For starters, I could study the issues and my students could learn the history of immigration in the U.S. and explore the current immigration crisis and experience the play.  My friend, Hestia September invited me and several other educators to meet with Margaret to brainstorm how we might bring the play into our classrooms.  After that, I spent a chunk of my summer researching the history of immigration in America and created the first version of this curriculum. I also wrote a mini grant and was awarded the funds to hire an actress, Ana Maria Campoy, to work with students after school and ultimately bring the play to the entire 8th grade at our school.

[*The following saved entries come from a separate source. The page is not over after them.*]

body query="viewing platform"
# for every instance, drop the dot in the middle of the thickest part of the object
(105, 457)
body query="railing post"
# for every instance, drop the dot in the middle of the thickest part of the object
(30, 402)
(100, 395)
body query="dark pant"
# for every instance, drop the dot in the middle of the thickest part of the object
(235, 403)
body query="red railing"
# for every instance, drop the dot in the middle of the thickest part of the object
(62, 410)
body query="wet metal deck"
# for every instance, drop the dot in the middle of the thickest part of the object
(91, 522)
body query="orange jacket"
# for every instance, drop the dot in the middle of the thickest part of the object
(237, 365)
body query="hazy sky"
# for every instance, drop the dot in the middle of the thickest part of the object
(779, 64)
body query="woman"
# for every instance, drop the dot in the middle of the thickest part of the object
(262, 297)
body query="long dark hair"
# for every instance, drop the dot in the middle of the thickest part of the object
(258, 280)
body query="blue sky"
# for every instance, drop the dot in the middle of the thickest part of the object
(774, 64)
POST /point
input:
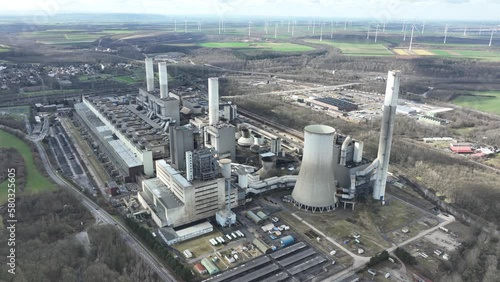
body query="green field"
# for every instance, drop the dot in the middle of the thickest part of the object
(68, 36)
(469, 54)
(488, 101)
(35, 181)
(356, 49)
(271, 46)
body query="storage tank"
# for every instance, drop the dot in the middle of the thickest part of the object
(210, 266)
(286, 241)
(253, 217)
(246, 139)
(225, 168)
(315, 186)
(262, 215)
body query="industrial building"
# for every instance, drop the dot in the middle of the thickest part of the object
(171, 236)
(172, 200)
(333, 167)
(334, 104)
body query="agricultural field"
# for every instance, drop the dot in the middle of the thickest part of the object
(68, 36)
(488, 101)
(270, 46)
(35, 181)
(356, 49)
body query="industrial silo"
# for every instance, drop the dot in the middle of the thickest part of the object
(315, 186)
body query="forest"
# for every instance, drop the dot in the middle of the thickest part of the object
(57, 240)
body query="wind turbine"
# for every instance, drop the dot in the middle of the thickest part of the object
(321, 32)
(491, 37)
(331, 34)
(445, 33)
(413, 27)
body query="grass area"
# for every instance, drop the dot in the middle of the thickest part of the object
(48, 92)
(271, 46)
(494, 161)
(67, 36)
(356, 49)
(199, 245)
(92, 159)
(488, 101)
(35, 182)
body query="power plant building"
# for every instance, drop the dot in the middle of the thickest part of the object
(172, 200)
(315, 187)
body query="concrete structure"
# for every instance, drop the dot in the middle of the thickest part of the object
(171, 236)
(315, 187)
(165, 109)
(181, 141)
(162, 69)
(210, 266)
(150, 79)
(136, 140)
(213, 101)
(386, 132)
(221, 138)
(174, 201)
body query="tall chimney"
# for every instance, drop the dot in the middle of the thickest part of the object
(162, 67)
(385, 142)
(213, 100)
(150, 80)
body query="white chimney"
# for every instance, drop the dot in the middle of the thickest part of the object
(162, 67)
(213, 100)
(385, 142)
(150, 81)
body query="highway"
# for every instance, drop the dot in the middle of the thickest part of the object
(104, 217)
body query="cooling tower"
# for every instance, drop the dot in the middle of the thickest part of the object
(386, 131)
(162, 67)
(150, 80)
(315, 186)
(213, 100)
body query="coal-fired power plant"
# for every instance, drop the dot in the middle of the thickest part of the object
(315, 186)
(386, 132)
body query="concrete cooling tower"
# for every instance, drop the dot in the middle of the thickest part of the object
(315, 186)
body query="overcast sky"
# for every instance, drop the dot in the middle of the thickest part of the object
(467, 10)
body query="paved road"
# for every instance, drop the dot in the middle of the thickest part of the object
(104, 217)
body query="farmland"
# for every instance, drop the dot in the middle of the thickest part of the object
(483, 101)
(271, 46)
(68, 36)
(35, 181)
(356, 49)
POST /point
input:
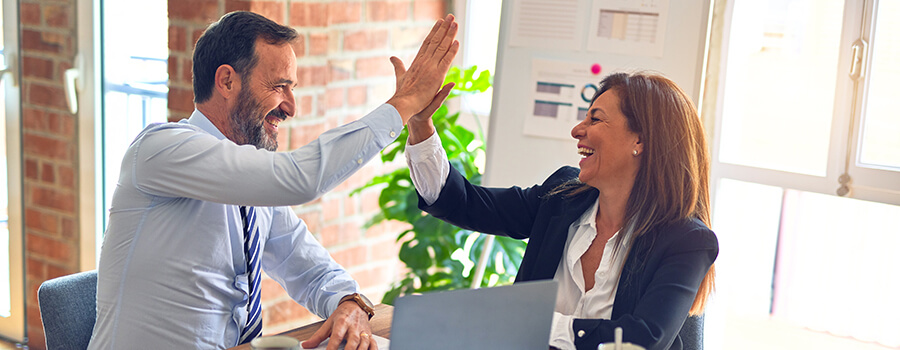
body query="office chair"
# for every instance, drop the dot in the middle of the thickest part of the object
(69, 310)
(692, 333)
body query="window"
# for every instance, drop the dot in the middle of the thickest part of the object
(806, 172)
(12, 303)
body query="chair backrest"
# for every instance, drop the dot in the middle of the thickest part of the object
(69, 310)
(692, 333)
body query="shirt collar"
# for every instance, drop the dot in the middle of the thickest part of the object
(588, 218)
(201, 121)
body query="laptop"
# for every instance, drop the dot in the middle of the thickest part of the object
(516, 316)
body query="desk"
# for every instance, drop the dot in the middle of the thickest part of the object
(380, 323)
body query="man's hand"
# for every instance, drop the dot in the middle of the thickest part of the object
(421, 126)
(348, 322)
(418, 86)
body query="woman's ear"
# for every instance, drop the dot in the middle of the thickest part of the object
(227, 81)
(638, 145)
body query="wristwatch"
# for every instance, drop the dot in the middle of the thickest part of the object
(362, 301)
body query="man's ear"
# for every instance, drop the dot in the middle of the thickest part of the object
(228, 83)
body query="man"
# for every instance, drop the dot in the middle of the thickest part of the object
(201, 205)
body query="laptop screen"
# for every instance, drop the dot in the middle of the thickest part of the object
(517, 317)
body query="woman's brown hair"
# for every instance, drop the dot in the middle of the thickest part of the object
(672, 183)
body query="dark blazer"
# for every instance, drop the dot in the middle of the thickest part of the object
(660, 277)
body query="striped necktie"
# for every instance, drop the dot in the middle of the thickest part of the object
(251, 249)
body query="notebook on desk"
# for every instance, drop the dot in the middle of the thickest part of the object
(517, 317)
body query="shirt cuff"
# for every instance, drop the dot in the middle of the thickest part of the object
(428, 167)
(386, 124)
(561, 334)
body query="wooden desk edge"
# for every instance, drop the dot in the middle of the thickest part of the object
(381, 326)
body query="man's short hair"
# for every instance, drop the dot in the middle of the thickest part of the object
(232, 41)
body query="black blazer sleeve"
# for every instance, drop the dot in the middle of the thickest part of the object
(499, 211)
(657, 287)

Please know that while I am a teacher who creates many of my own lessons and have helped deliver whole units of study for my school district, I am not a professional curriculum developer. I have learned that immigration reform is complex and changes in policy are constant. Keeping up with current events related occurs almost daily. The lessons I have created are not perfect, but I am pleased with them.  Sadly, due to COVID-19, other teachers were not able to pilot it in their classrooms.  Now, most of us are teaching remotely and thus differently than we did when we could be together in one place with our students.

Just like Margaret’s play, this unit is shared at no cost.   Please use it!  Make it better and let me know what you have done so it can continue to evolve and reach students who will one day be voters as well as work in law enforcement, our justice system and become lawmakers who create policies that respect the humanity of ALL.